Armi, Meloni apre alla Nato: spesa al 2% del Pil entro il 2026. Stallo infinito Roma-Bruxelles

Mes e balneari in cambio del Pnrr. Ma sulle forniture militari la premier tenderà la mano all'Alleanza anticipando il termine 2028.

Armi, Meloni apre alla Nato: spesa al 2% del Pil entro il 2026. Stallo infinito Roma-Bruxelles

Lo stallo alla messicana tra Roma e Bruxelles andrà avanti ancora qualche mese. Con i dossier Mes e balneari che tengono sotto tiro il delicatissimo capitolo del Pnrr, su cui Palazzo Chigi chiede da tempo una «revisione degli obiettivi» per il 2023 puntando sopratutto alla flessibilità e con l'obiettivo di utilizzare come vasi comunicanti le diverse fonti di finanziamento dell'Ue (spostando alcuni progetti dal Pnrr alla programmazione per la Coesione, che scade nel 2029 e non nel 2026).
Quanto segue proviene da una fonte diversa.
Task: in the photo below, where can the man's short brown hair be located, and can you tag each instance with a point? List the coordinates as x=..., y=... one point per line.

Uno scenario di strisciante conflittualità. Anche perché sul Mes c'è un discreto fermento della Germania e dei frugali del Nord Europa, tutti infastiditi dalla mancata ratifica italiana (unico Stato dei venti della zona euro che manca all'appello, bloccando per tutti la possibilità di accedere a uno strumento che l'Ue considera decisivo per rispondere alle crisi bancarie). E pure sul capitolo balneari a Bruxelles non sembrano più disponibili a dilazioni, con la Corte di giustizia Ue che ieri ha bocciato l'Italia perché «le concessioni delle spiagge italiane non possono essere rinnovate automaticamente ma devono essere oggetto di una procedura di selezione trasparente».

Due dossier su cui Giorgia Meloni è consapevole sia necessario, di qui a pochi mesi, trovare un'intesa con l'Ue. Ma che ad oggi restano aperti anche per essere utilizzati in fase di trattativa sul Pnrr, un fronte che è centrale non solo nella politica del governo ma anche nelle prospettive di crescita del Paese. E su cui lavora da mesi il ministro per gli Affari europei, Raffaele Fitto, convinto che sia imprescindibile una «rimodulazione».
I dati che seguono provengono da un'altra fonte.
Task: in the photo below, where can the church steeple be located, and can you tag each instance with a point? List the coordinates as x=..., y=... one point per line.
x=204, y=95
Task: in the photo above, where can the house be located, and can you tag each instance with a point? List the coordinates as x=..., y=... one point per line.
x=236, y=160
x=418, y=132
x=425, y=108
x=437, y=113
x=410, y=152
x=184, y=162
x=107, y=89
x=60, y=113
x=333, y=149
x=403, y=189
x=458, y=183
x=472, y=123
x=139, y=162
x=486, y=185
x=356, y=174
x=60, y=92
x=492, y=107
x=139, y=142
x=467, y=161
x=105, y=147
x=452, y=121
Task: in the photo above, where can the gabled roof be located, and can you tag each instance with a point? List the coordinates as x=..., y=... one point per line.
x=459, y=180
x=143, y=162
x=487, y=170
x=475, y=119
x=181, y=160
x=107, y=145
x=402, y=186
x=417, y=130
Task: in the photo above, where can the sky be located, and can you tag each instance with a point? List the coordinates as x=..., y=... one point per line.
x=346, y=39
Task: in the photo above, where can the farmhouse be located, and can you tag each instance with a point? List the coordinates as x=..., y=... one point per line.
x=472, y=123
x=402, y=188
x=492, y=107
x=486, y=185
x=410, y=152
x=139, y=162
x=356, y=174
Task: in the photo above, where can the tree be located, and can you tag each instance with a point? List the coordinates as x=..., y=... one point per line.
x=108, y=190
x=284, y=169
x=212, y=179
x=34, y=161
Se sui temi comunitari è evidentemente in corso un braccio di ferro (ieri è arrivata anche la «condanna» del Parlamento europeo a Ungheria, Polonia e Italia per la «diffusione di retorica anti-diritti, anti-gender e anti-Lgbtq»), sul fronte Atlantico l'Italia sembra essere invece pronta a tendere una mano. Peraltro, su un dossier così importante come le spese militari. Dopo un discreto braccio di ferro con Giuseppe Conte, infatti, l'anno scorso il governo guidato da Mario Draghi decise di spostare al 2028 il termine per innalzare al 2% del Pil la spesa per armamenti. Un capitolo su cui non siamo i soli ad essere in ritardo rispetto agli accordi dell'Alleanza atlantica. Nel cosiddetto «2% club», infatti, dei trenta membri aderenti alla Nato nel 2021 c'erano solo Stati Uniti (3,57%), Grecia (3,59%), Polonia (2,34%), Regno Unito (2,25%), Croazia (2,16%), Estonia (2,16%), Lettonia (2,16%) e Lituania (2,03%). Quasi tutti Paesi molto sensibili - geograficamente o politicamente - al conflitto in corso in Ucraina, una guerra aperta da Mosca con l'aggressione del 24 febbraio 2022.

Ad oggi l'Italia stanzia per la Difesa circa l'1,5% del Pil, come la Germania (dove il cancelliere Olaf Scholz ha però proposto di creare un «fondo speciale» di 100 miliardi di euro) e decisamente meno della Francia (che nel 2021 si attestava all'1,9% del Pil). Ma il governo italiano, raccontano fonti della Difesa, sarebbe intenzionato ad accelerare i tempi e anticipare - almeno al 2026 - il traguardo del 2% del Pil ad oggi previsto per il 2028. D'altra parte, sul punto la stessa Meloni non ha mai esitato. Esattamente un mese fa, lo scorso 21 marzo, nelle comunicazioni in Senato in vista del Consiglio europeo, la premier fu molto chiara: «Questo governo è abituato a difendere l'interesse nazionale.

Non abbiamo mai fatto mistero di voler aumentare gli stanziamenti in spese militari, come hanno fatto i governi precedenti, magari di soppiatto e senza metterci la faccia». E ancora: «Noi la faccia ce la mettiamo, convinti che rispettare gli impegni sia vitale per tutelare la nostra sovranità nazionale».